The consolations were obviously fewer in the Banner camp. Joint-manager Donal Moloney acknowledged that it had been “a difficult week, and a difficult day today.” He added: “Fair play to Limerick, they brought a really top class performance today. They are a good bit ahead of us throughout the entire game.

“Guys wanted to react. Limerick also wanted to react as well. They brought the best performance today through the field. We have got to recognise that.

“No matter what we tried they seemed to be able to close us down. They seemed to have more energy than us. I don’t know whether last week’s defeat had an impact on us in terms of the energy we brought to the table but Limerick were definitely a good bit ahead of us today.

“I’ll tell you in a week’s time (how difficult it is to turn around). But seriously, of course it is difficult.”

Coupled with Saturday night’s win for Cork over Waterford, yesterday’s result means the competition remains alive on the last weekend. More than alive: one county will be bitterly disappointed after events in Ennis and Thurles next Sunday, as teatime that afternoon will end their season.

Limerick-Tipperary will surely - surely - provide a contest worthy of the name. Kiely’s point about Limerick shaking off a little rust and reaching the necessary pitch is well made, and in Tipperary they’ll encounter a machine that hasn’t yet been troubled by an opponent in the championship.
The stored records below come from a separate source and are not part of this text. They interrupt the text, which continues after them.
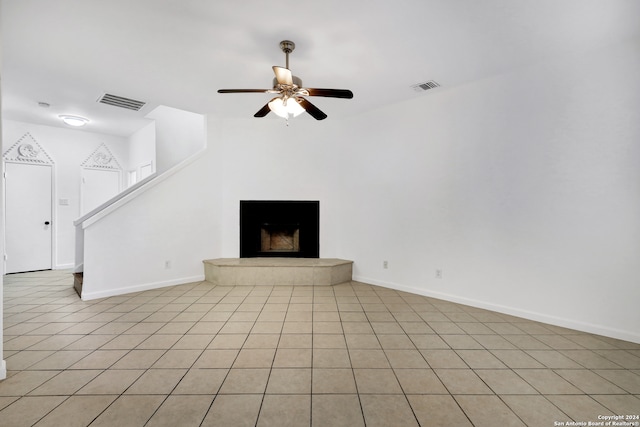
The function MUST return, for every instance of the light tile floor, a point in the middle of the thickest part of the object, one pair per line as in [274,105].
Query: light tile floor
[349,355]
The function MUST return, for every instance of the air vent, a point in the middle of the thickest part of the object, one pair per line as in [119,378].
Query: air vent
[421,87]
[122,102]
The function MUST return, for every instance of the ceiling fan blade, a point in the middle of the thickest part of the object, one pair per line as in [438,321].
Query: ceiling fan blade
[283,75]
[243,90]
[331,93]
[315,112]
[263,111]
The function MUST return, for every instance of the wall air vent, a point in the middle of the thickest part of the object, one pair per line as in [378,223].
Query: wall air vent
[421,87]
[122,102]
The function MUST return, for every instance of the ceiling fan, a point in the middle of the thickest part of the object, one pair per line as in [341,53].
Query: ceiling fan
[290,101]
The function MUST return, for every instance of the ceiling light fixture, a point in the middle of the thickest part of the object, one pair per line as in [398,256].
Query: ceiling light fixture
[75,121]
[286,108]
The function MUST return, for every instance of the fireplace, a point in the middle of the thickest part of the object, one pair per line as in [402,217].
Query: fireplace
[277,228]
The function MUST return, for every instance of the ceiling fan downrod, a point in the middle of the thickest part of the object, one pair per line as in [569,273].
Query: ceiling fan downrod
[287,46]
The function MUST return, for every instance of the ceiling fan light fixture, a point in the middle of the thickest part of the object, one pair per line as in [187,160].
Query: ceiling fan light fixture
[75,121]
[286,109]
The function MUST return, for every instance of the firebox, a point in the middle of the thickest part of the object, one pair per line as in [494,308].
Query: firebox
[278,228]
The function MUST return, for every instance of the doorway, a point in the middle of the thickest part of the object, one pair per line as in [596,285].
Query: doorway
[28,217]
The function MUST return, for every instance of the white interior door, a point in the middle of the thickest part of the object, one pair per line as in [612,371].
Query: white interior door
[98,186]
[28,217]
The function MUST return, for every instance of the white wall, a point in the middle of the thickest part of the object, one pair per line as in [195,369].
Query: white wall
[142,150]
[179,134]
[3,364]
[266,160]
[68,148]
[524,189]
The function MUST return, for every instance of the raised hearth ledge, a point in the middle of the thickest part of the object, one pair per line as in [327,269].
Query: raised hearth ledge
[274,271]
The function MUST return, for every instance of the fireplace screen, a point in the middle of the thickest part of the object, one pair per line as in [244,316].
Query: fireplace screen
[280,238]
[279,229]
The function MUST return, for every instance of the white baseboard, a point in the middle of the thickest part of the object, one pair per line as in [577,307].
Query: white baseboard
[63,266]
[626,335]
[86,296]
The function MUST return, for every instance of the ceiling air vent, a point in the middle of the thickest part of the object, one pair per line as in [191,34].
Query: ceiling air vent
[122,102]
[421,87]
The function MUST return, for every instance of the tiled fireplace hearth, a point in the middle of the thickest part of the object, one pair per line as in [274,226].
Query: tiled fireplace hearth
[279,246]
[274,271]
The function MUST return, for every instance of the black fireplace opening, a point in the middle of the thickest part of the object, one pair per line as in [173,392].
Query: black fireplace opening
[279,228]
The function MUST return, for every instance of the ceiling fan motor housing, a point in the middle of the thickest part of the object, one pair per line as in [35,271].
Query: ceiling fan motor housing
[297,81]
[287,46]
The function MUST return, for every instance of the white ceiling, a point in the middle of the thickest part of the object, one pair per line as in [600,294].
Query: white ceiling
[179,52]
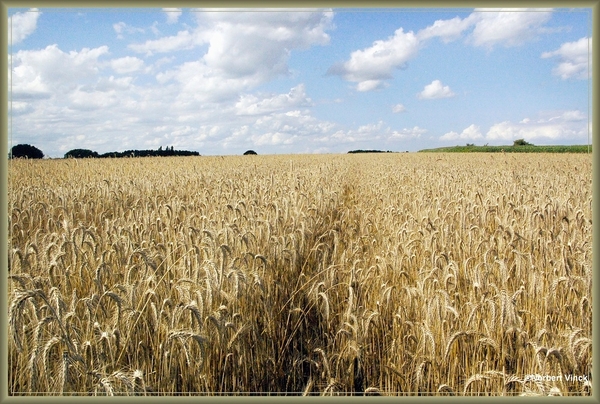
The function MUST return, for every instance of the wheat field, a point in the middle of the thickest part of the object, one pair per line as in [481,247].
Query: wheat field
[387,274]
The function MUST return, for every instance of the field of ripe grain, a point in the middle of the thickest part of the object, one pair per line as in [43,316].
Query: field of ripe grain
[386,274]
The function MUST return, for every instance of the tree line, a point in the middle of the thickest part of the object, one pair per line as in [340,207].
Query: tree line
[32,152]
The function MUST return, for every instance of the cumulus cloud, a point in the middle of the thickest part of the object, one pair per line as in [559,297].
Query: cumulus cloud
[244,50]
[127,64]
[471,133]
[506,26]
[252,105]
[372,66]
[48,70]
[569,126]
[435,90]
[447,30]
[121,27]
[575,59]
[183,40]
[21,25]
[398,108]
[407,133]
[369,67]
[172,14]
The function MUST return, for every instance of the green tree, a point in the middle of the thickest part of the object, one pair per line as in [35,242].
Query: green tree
[521,142]
[80,153]
[26,151]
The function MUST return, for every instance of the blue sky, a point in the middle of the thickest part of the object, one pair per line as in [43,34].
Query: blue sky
[297,80]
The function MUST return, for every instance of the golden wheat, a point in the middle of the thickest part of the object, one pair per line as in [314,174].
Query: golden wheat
[397,274]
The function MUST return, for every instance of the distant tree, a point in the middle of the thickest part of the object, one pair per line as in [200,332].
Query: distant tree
[521,142]
[81,153]
[26,151]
The key here may be Limerick’s half-forwards and their thirst for work, as a decent service from the Tipperary half-backs.... Sorry, the competitive element died so early yesterday afternoon that a glance in the crystal ball was about the most entertaining option left to us as the sun began to sink behind the Clare hills.

The Banner face a hard week after yesterday’s defeat, which exposed issues with their restarts and ball retention up front. In retrospect the defeat of Waterford in Walsh Park has been devalued by the Deise’s self-combustion since then, and two double-digit defeats aren’t ideal preparation for a Cork side with everything to play for.
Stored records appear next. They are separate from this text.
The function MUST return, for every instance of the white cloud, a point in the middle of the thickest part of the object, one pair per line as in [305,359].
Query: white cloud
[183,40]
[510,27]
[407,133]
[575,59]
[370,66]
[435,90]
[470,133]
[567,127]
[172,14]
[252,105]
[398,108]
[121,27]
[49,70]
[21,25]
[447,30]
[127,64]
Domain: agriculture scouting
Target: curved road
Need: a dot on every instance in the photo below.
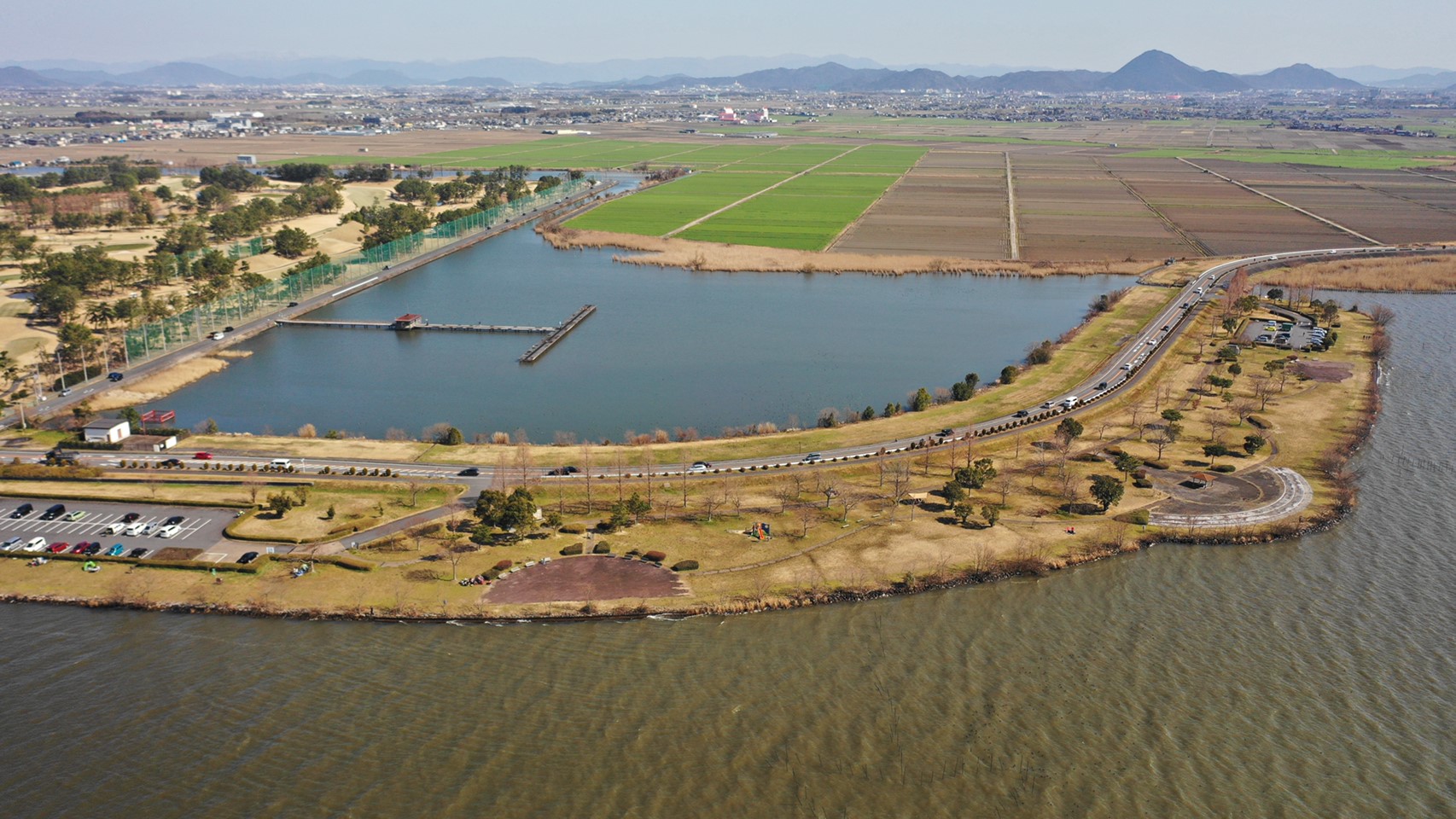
(1124, 369)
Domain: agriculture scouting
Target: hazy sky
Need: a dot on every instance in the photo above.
(1231, 35)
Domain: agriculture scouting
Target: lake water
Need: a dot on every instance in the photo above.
(666, 348)
(1307, 678)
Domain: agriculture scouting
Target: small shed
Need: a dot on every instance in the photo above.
(107, 431)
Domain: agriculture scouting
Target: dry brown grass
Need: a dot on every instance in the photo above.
(732, 258)
(1414, 274)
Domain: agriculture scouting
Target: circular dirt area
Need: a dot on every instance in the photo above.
(587, 578)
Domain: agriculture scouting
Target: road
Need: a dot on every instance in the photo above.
(1124, 369)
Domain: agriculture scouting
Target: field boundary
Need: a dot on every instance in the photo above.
(1251, 189)
(701, 220)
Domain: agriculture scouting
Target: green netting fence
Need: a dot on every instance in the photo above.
(162, 336)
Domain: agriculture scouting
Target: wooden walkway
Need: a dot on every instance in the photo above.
(421, 326)
(544, 346)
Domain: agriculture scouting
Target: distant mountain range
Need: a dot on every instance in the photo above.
(1152, 72)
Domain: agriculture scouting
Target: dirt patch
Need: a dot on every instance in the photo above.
(585, 578)
(1327, 371)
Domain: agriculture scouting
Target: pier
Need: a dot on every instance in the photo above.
(544, 346)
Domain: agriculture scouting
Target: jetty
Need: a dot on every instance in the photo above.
(558, 334)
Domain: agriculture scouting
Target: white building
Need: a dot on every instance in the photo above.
(107, 431)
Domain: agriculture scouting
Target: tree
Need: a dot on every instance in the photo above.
(977, 474)
(1127, 464)
(280, 502)
(990, 515)
(1069, 429)
(1107, 491)
(292, 241)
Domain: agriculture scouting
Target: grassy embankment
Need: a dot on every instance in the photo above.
(852, 540)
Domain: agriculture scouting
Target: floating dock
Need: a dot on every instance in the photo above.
(558, 334)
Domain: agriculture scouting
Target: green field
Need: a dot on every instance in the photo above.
(804, 214)
(672, 206)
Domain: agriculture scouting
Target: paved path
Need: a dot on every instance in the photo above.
(1293, 497)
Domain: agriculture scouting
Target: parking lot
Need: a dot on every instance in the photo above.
(200, 530)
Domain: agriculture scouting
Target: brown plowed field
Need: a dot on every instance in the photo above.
(1225, 217)
(1070, 208)
(1363, 201)
(952, 202)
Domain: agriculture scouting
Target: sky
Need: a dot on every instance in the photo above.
(1231, 35)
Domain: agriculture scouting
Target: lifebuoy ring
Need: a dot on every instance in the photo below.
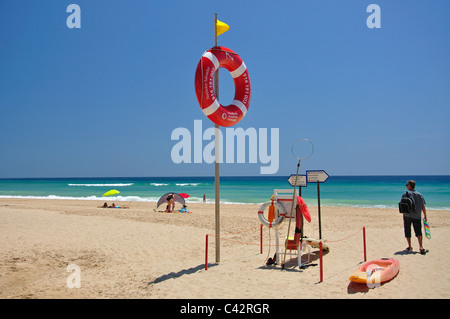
(210, 62)
(303, 209)
(275, 223)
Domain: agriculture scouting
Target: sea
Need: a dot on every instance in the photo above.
(340, 191)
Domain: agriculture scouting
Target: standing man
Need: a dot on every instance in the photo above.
(414, 217)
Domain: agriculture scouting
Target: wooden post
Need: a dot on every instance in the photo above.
(216, 164)
(321, 262)
(206, 253)
(318, 203)
(364, 243)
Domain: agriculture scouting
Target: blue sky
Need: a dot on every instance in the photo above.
(104, 99)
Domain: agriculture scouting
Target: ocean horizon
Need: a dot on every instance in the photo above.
(373, 191)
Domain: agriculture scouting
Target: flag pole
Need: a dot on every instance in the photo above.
(216, 148)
Limerick boss John K i e l y : We got our cohesiveness a s a team right.
Limerick boss John K i e l y : We got our cohesiveness a s a team right.
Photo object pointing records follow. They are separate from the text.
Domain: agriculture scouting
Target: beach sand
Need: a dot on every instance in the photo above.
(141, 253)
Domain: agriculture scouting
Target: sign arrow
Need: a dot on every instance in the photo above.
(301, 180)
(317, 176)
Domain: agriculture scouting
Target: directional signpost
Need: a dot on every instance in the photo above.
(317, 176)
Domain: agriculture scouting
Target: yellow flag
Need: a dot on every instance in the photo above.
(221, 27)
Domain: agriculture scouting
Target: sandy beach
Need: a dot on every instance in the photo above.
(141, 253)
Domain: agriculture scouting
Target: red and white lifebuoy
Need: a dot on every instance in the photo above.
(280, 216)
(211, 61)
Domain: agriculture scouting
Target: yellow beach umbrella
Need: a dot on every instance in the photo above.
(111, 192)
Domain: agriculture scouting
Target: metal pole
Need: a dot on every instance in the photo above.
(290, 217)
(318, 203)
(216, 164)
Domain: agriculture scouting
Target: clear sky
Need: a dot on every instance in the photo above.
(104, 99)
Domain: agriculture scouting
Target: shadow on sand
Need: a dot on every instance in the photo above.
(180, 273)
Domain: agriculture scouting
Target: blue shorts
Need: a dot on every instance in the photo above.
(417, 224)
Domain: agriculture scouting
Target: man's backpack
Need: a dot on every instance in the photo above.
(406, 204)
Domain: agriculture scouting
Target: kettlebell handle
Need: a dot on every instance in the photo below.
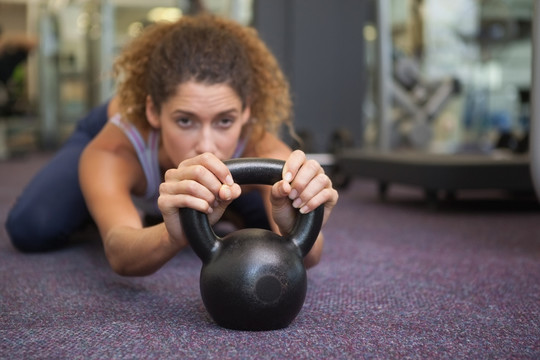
(202, 237)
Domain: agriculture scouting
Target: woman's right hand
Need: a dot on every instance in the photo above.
(202, 183)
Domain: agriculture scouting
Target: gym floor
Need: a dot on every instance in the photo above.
(398, 279)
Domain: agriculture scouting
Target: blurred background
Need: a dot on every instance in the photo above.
(441, 76)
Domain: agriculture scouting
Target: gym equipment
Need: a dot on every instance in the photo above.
(252, 279)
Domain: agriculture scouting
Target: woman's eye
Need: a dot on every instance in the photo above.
(184, 122)
(225, 123)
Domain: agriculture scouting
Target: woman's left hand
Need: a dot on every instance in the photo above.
(304, 186)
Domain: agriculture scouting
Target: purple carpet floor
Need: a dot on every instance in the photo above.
(398, 280)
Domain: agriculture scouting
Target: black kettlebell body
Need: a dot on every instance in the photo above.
(252, 279)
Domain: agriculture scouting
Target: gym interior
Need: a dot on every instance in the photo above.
(424, 113)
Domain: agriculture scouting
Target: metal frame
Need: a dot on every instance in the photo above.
(535, 101)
Yet Clare are at home. They still have a chance of making it through to the All-Ireland series. Cork don’t have a great record in Cusack Park. Could the Banner turn it around and kickstart their season in the middle of June?

Hard to see. Possible, but difficult to conjure right now.

The long stretches yesterday when Limerick were bossing the game and moving the ball smoothly through the lines also left plenty of time for speculation.

Why the high number of Munster hurling blow-outs this year compared to last season, for instance? What happened to the power of home advantage which seemed so strong in 2018? Have teams now become accustomed to the demands and able to pace themselves, and condition their players to peak at the right time?

Good to see, though, that however high the stakes, people haven’t compromised their standards.

At one point in the first half in Limerick yesterday Clare won a hotly contested line-ball - Banner joint-manager Moloney came hurrying down the line to encourage the linesman and Limerick boss Kiely invited him to resume his position in front of his own bench with extreme prejudice.

The game was still a contest as Peter Duggan was winding up to take the sideline, but Kiely couldn’t help himself. The Limerick man stepped in quickly to remove the 65-metre flag near Duggan in case it interfered with the Clareman’s stroke.

This writer asked Kiely about the gesture after the game.

“Isn’t it what any decent man would do?” was the response.

Old West or New West, the courtesies still obtain.